Grant awarded for a new way to measure rural economic activity

IIES researchers receive a grant of 7,6 MSEK from Riksbankens Jubileumsfond.

Global poverty is becoming increasingly entrenched in remote and conflict-affected rural areas. Remoteness and conflict limit our ability to track economic conditions and evaluate what policies work with traditional data sources.

“We have shown in pilot work that satellite imagery can be used to monitor activity in rural marketplaces in real time”, say Anna Tompsett and Tillmann von Carnap, two of the researchers in the project team.

- With this grant, we can provide a global high-frequency dataset of this novel indicator of rural economic conditions, they continue.

 

Marketplaces are central to livelihoods in rural areas of many developing countries 

On market days, farmers sell their produce, local entrepreneurs offer services and itinerant traders display goods that are otherwise unavailable. With the most recent generation of satellites, these gatherings are actually visible from space.

- Our indicator builds on the idea that marketplaces are brighter and larger on busy market days than when trading is slow. And busy market days mean more economic activity, says Tillmann. 

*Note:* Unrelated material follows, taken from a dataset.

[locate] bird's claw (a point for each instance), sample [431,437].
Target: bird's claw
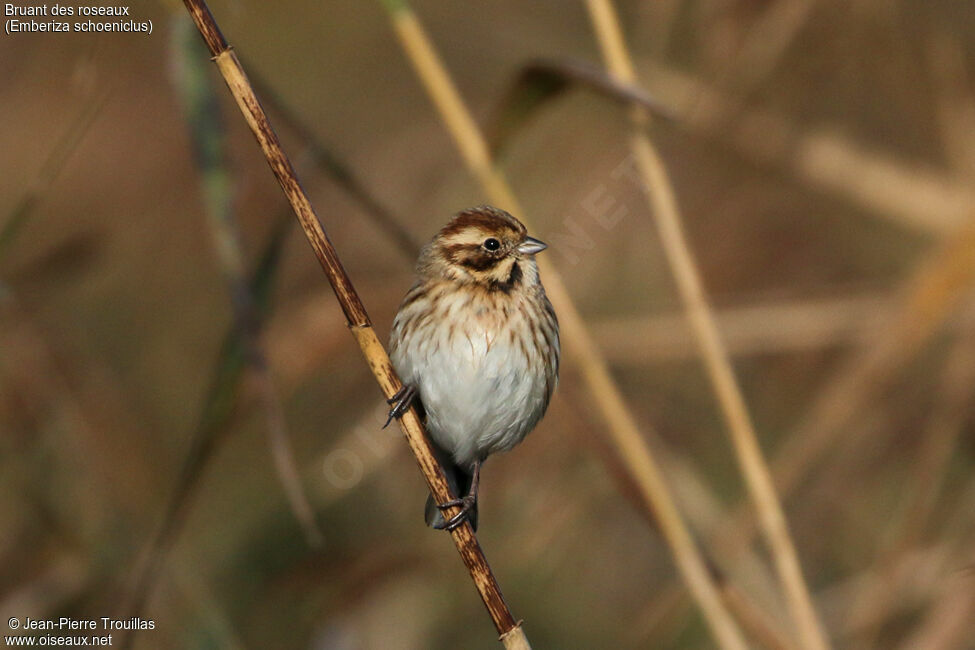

The project – building on the work of IIES graduate student Tillmann von Carnap and led by Anna Tompsett and Jakob Svensson – has four key outputs:

  • Refine and optimize a two-step algorithm that identifies rural marketplaces, together with the days of the week on which each market is active, and outputs a Marketplace Activity In-dex (MAI) for each detected market on each observed market day
  • Apply the algorithm in 20 poor and conflict-affected countries in Africa and Asia to map an estimated 25,000 marketplaces, most of them previously not registered in publicly available maps. Together, the study countries are home to 75% of the world’s extreme poor.
  • Assemble a dataset tracking the weekly MAI at each detected marketplace between 2017 and 2025.
  • Prototype a real-time monitoring system providing biweekly, localized economic information between January 2024 and December 2025. 

In line with the intentions of the funder, these data should allow researchers to tackle a host of interesting and, so far, unanswered questions, e.g., how quickly does economic activity recover after conflict, and which conditions are associated with speedier recovery? Which investments in rural areas lead to sustained economic growth, and how do they diffuse? Where and for how long was economic activity suppressed during the COVID-19 pandemic? How do extreme weather events affect rural economies?